ECLI:NL:GHARN:2011:BS1184
Gerechtshof Arnhem
- Hoger beroep
- Y.A.J.M. van Kuijck
- E. van der Herberg
- J.H.M. Zwinkels
- W. van Kordelaar
- B.C.M. Raes
- Rechtspraak.nl
Beëindiging van de maatregel tot plaatsing in een inrichting voor stelselmatige daders na termijnoverschrijding
In deze zaak heeft het Gerechtshof Arnhem op 17 augustus 2011 uitspraak gedaan over het hoger beroep van betrokkene, die op 29 juli 2010 beroep had ingesteld tegen de beslissing van de rechtbank ’s-Gravenhage. De rechtbank had op 20 juli 2010 besloten dat de tenuitvoerlegging van de maatregel tot plaatsing in een inrichting voor stelselmatige daders zou worden voortgezet. Echter, het dossier werd pas op 14 juli 2011, na een rappel van de raadsman, naar het hof gestuurd, wat resulteerde in een behandeling van het beroep meer dan twaalf maanden na de indiening. Het hof oordeelde dat deze aanzienlijke termijnoverschrijding de betekenis van het beroep vrijwel had doen vervallen en dat hieraan consequenties verbonden dienden te worden.

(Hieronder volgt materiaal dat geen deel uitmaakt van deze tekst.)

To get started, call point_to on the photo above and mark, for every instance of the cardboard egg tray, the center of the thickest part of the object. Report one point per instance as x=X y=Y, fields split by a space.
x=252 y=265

Het hof heeft vastgesteld dat er geen recidivegevaar meer is, aangezien betrokkene sinds zijn onttrekking in februari 2011 geen strafbare feiten heeft gepleegd en geen alcohol of drugs meer gebruikt. De advocaat-generaal concludeerde tot beëindiging van de maatregel, en de raadsvrouw van betrokkene verzocht om onmiddellijke beëindiging. Het hof heeft de beslissing van de rechtbank vernietigd en de maatregel tot plaatsing in een inrichting voor stelselmatige daders met onmiddellijke ingang beëindigd, mede ter compensatie van de termijnoverschrijding.
De uitspraak benadrukt de noodzaak van een tijdige behandeling van hoger beroep en de eisen die voortvloeien uit zowel het Wetboek van Strafvordering als het Europees verdrag tot bescherming van de rechten van de mens. Het hof heeft geoordeeld dat de voortzetting van de maatregel niet meer gerechtvaardigd is, gezien de omstandigheden van de zaak en het ontbreken van een recidivegevaar.